Getting crazy with an all-time classic
If I had to choose one fly to use for trout anywhere in the world, under any conditions—rivers or stillwaters—it would likely be the venerable Beadhead Prince Nymph. Not only has this wonderful, somewhat quirky-looking pattern saved innumerable days on trout water for me, but I have even landed such unlikely species as king salmon, largemouth bass, mutton snapper, and even bonefish on it! There is just something magic about the Prince’s particular combination of materials that fish everywhere seem to find irresistible.
So it was some years back, when the flashy Ice Dub product made its debut, that I began searching for ways to subtly incorporate it into nymph patterns, to use its intriguing flash without overpowering flies to the point of spooking fish.
One of the first attempts was my Trigger Nymph series, using Ice Dub to emulate the bursting open of the wingpads of emerging insects. The results were encouraging, so I continued to experiment. And while I greatly prefer to strive for originality in my innovative tying, the lure of the Prince Nymph was simply too great in this case, and I decided to give it a makeover, keeping some of the trademark features while incorporating a few new ones of my own.
The biots had to remain, of course, otherwise it would cease to be a Prince Nymph at all. I did play with the colors of the tails and wings to suit my preferences, as well as the many individual body colors of the new series.
I used Ice Dub for the bodies, but initially they proved ineffective. I suspected they were too bright, so borrowing an idea from many of my Poxyback nymphs, I added a turkey tail carapace over the back, effectively hiding the top 40 to 50 percent of the flash (and effectively imitating the dark dorsal/lighter underbelly color scheme found on the vast majority of the trout’s crawling diet).
Keeping the rib from the original (albeit wire in place of flat tinsel, to retain the illusion of body segmentation), I eliminated the feather legs of the standard, and added a tuft of Angel Hair to the wingcase area, to suggest emerging wings.
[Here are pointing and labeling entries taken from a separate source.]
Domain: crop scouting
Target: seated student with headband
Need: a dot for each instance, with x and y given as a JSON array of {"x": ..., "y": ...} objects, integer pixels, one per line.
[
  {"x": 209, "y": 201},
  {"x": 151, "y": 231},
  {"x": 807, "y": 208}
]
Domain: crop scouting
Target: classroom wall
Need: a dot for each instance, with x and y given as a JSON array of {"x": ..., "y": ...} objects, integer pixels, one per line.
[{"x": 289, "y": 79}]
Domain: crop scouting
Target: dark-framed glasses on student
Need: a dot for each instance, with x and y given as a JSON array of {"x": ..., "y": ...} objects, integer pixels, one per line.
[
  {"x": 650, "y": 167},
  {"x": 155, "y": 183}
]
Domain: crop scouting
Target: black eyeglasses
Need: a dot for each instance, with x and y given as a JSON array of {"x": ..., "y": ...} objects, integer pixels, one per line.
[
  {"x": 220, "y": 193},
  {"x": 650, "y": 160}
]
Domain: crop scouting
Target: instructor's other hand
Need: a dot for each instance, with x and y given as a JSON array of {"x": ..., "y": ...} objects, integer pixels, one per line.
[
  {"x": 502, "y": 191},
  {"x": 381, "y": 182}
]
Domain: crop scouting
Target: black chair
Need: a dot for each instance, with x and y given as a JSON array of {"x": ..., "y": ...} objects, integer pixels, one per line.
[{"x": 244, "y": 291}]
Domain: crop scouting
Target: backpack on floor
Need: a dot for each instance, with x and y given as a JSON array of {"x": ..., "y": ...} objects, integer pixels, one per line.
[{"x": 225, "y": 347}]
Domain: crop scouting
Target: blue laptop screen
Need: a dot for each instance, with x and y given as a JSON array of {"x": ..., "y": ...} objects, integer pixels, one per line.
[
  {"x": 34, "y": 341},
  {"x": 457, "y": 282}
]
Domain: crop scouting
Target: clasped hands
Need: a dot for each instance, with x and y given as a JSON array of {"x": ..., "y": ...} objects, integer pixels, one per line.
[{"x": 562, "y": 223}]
Finally, because I’m always struck with how very little in the trout’s world, including its food, is homogeneous in color, I added a collar of contrasting dark Ice Dub, in a color as close to natural peacock as possible. And yes, I stuck with standard gold-colored brass bead heads. (Though when nobody is looking, I sometimes tie a few with copper beads!)
Five seasons later, perhaps the greatest surprise has come not from the popularity of this pattern with trout guides, but rather from West Coast and now Great Lakes steelhead anglers, who have made it a top choice in their pursuit of nomadic rainbows.
You can tie it in a rainbow of Ice Dub body colors, and it is commercially available in six colors, with purple high on the popularity list for steelhead. Pick a shade that looks good to you, and dead-drift it through your favorite trout or steelhead riffle. I think it’ll do wonders for your confidence.
Mike Mercer is the Alaska travel specialist at The Fly Shop and author of Creative Fly Tying (Wild River Press, 2005).
Psycho Prince (Orange)
HOOK: #12-16 Tiemco 3769.
THREAD: 8/0 camel UNI-Thread.
BEAD: Gold brass, or to preference.
TAIL: Dark brown turkey biot.
RIB: Copper wire.
CARAPACE: Mottled golden brown turkey tail.
BODY: Orange Ice Dub.
WING BUDS: Electric Banana Angel Hair.
WINGS: White turkey biots.
REAR COLLAR: Same as body.
FORWARD COLLAR: UV Brown Ice Dub.
Slide the bead onto the hook. Tie on brown biot tails, wire rib, and the turkey tail body carapace.
Dub the body with orange Ice Dub, pull the turkey tail carapace forward and tie down, and wind the rib forward.
Tie in the Electric Banana Angel Hair bursting wing buds, then cover the tie-down with more orange Ice Dub.
Secure the tan biot wings, one on each side of the body. Dub the forward collar using UV Brown Ice Dub.